The multidisciplinary project “Networks in ceramic: from potter wasps to 3D printing” which combines entomology, contemporary art, traditional ceramic work as well as scientific and technological research, will be presented on Tuesday 9 April at Palazzo Gavotti in Savona. In the morning, a preview of the project will be shown to students at schools, then there will be a press conference, followed by the official presentation to the public.
Everyone involved will be present to explain their contribution to the project: artists, ceramicists, entomologists and IT specialists. This will be followed by a guided tour of the installation in the Savona Ceramics Museum exhibition rooms to promote the wasps’ work, as well as to the space which houses the 3D printer. On this occasion we will also present the Ceramic Museum’s new laboratory to the public, which unites traditional clay work with the experimental, linked to the use of digital technology.
This project began with the observation of two particular types of wasp: the Sceliphron (more commonly known as mud daubers) and the Eumenes (potter wasps). Both are solitary types who build their nests in clay where they deposit their egg with a store of food for the larva. Devised to facilitate an exchange between diverse disciplines, “Networks in ceramic: from potter wasps to 3D printing” weaves together the work of different people and realities: from the wasp to the ceramic craftsman, the visual artist to the entomologist, to coding for a 3D printer which works the clay in ways inspired by these types of wasp. With nature as the starting point, we move through craftsmanship, contemporary art and science to reach a type of technology which imitates nature by using IT coding. By removing existing barriers between diverse fields of study, the aim of this project is also to reach a wide and diverse public.
“Networks in ceramic” started with ceramic artist Jorge Hernandez’s work Wasp’s Nest when he started collecting potter and mud dauber’s clay nests from all around the world years ago. To preserve them over time, make them less fragile and make them known to the public, Hernandez decided to fire them and show some of them at the Savona Ceramics Museum.
The nest installation is accompanied by the video work Sono Vespa (I Am Wasp) by artist, Simonetta Fadda. This work shows the geometry of the architecture, made up of concentric circles, types of spirals, like the movements of the wasps in flight. This is why the video is made up of a series of approaches and infractions: the video camera roams on the surface and tries to enter narrow openings, then our gaze founders among the matter being observed, blurring into it.
Science, art and ceramics meet in the project through the involvement of entomologist Michael Ohl, curator at the Berlin Natural History Museum and specialist in this type of insect.

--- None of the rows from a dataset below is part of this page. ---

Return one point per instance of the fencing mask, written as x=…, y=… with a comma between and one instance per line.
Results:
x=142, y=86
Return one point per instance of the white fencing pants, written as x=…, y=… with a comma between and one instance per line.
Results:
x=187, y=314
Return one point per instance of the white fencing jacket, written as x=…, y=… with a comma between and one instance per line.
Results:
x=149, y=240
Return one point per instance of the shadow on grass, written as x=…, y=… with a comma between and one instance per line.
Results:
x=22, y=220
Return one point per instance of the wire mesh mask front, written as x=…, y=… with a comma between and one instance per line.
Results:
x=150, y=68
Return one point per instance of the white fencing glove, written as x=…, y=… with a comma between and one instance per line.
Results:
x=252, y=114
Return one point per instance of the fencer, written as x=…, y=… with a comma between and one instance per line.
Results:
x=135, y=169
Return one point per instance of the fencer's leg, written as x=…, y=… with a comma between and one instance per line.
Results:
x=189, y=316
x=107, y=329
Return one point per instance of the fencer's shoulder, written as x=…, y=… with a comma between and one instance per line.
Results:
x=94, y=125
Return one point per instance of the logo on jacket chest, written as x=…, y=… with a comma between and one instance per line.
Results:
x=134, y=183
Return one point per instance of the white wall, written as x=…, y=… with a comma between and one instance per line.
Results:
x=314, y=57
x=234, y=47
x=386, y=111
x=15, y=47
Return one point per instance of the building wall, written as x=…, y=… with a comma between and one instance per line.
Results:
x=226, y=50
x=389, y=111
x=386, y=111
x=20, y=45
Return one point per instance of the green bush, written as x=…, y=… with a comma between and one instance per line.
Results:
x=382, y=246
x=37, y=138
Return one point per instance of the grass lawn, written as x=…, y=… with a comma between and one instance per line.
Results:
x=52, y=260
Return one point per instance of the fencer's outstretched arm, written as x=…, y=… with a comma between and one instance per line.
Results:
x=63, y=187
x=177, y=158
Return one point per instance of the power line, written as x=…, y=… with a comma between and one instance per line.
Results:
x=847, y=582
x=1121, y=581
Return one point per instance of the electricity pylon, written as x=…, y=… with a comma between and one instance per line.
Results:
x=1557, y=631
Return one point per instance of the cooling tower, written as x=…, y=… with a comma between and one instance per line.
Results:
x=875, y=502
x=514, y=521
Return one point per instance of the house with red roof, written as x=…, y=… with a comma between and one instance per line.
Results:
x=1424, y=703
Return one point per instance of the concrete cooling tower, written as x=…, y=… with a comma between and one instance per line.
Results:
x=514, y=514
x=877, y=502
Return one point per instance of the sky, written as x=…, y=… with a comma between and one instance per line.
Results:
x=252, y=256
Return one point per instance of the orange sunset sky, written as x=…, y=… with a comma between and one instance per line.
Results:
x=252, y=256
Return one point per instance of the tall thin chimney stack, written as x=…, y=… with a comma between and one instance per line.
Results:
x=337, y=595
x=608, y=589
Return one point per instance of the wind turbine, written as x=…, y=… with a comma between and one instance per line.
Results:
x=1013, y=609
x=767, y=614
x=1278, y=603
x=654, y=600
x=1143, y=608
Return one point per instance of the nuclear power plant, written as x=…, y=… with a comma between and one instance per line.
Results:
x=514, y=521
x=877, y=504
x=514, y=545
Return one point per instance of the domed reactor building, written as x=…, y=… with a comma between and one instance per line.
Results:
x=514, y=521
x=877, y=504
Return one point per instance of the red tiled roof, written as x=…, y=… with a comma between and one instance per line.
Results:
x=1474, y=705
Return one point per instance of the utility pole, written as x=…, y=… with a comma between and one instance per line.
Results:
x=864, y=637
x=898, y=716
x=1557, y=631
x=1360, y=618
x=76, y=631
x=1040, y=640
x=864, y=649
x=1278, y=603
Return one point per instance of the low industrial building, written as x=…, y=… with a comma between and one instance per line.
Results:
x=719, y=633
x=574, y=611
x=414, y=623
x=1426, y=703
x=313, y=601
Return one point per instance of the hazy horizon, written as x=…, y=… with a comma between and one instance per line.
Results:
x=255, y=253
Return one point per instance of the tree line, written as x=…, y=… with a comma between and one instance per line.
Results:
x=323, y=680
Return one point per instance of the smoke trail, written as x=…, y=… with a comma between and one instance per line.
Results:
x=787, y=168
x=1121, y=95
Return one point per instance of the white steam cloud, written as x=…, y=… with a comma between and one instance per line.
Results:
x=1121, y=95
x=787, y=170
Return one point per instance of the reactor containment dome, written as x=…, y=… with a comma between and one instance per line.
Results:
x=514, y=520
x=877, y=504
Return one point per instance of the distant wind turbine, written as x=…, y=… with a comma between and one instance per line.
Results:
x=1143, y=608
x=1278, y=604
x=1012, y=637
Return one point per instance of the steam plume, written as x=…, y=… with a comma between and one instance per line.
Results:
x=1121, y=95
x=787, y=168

Invited by the Ceramics Museum to represent the wasp, Ohl will explain their features and characteristics, as well as their method of using clay to build their nests.
The 3D printer is a recent addition to the museum’s new workshop; it was made by Wasp, the Italian company which takes its name from the wasps who work the clay. After watching the insects at work, and realising that no human could possibly replicate this, Wasp’s founders decided to make printers which used the working methods of the wasps.
Facilitated by Museum director Tiziana Casapietra, the presentation of “Networks in ceramic” will allow all involved to explain their contribution to the project which is based around the varied viewpoints — ceramic, artistic, scientific and technological — of the clay product of a common wasp.